In this lecture, the current status of antimalarial cryptolepine research will be reviewed and the potential of cryptolepine as a lead to new antimalarial agents will be discussed.

Iranian Journal of Pharmaceutical Research (2004): Supplement 2

Iranian Journal of Pharmaceutical Research (2004): Supplement 2: 17-17
Oral Presentations

2nd International Congress on Traditional Medicine and Materia Medica
October 4-7, 2004, Tehran, Iran

46

Cryptolepine and development of new antimalarial agents

Wright C.W.

The School of Pharmacy, University of Bradford, Bradford, England

Natural product-derived drugs exemplified by quinine, isolated from South American Cinchona species and artemisinin discovered in China are of immense importance for the treatment of malaria. Although malaria parasites resistant to artemisinin have not yet been found in malaria patients, the need for new antimalarial agents remains. The burden of malaria is heaviest in Africa where over a million children die of the disease each year, but although many medicinal plants are used in African traditional medicines for the treatment of malaria, none has yet yielded and effective antimalarial compound.

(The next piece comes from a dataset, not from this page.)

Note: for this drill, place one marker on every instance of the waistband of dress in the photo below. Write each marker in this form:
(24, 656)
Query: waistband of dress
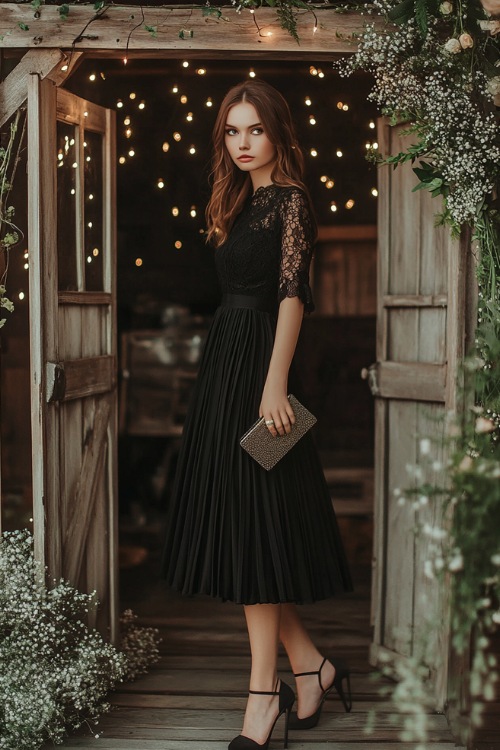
(249, 302)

Cryptolepis sanguinolenta (Periplocaceae), is a West African climbing shrub used traditionally for the treatment of malaria. Cryptolepine, an indoloquinoline alkaloid is the major constituent of the roots of C. sanguinolenta and has potent activity against malaria parasites in vitro, but it is cytotoxic on account of its abilities to inhibit topoisomerase II and to intercalate into DNA and it is also toxic to mice in vivo. However, the antimalarial mode of action of cryptolepine appears to involve a quinine-like mechanism (inhibition of β-haematin formation) that is independent of interactions with DNA. This opens up the possibility that it may be feasible to prepare analogues of cryptolepine that do not interact with DNA (and hence may be less cytotoxic) but that retain or have enhanced antiplasmodial activities.

Using various synthetic routes, a number of substituted cryptolepine analogues have been made and evaluated for their potential as leads to new antimalarial agents. Compounds were assessed for in-vitro activities against chloroquine-sensitive and chloroquine-resistant strains of Plasmodium falciparum and for cytotoxic activities. Some compounds have been assessed for their abilities to interact with DNA and a number of compounds has also been assessed for antimalarial activity against P. berghei in mice. Several cryptolepine analogues were found to have potent antiplasmodial activities (IC50 < 0.1 µM) against chloroquine-resistant P. falciparum (IC50 for chloroquine = 0.44 µM), but they are generally of similar cytotoxicity to cryptolepine. However, while cryptolepine is toxic to mice, a number of analogues have been shown to have promising antimalarial activities in the mouse-malaria model with no apparent toxicity. In view of this, derivatives of cryptolepine appear to be worthy of further investigation as potential antimalarial agents.

In this lecture, the current status of antimalarial cryptolepine research will be reviewed and the potential of cryptolepine as a lead to new antimalarial agents will be discussed.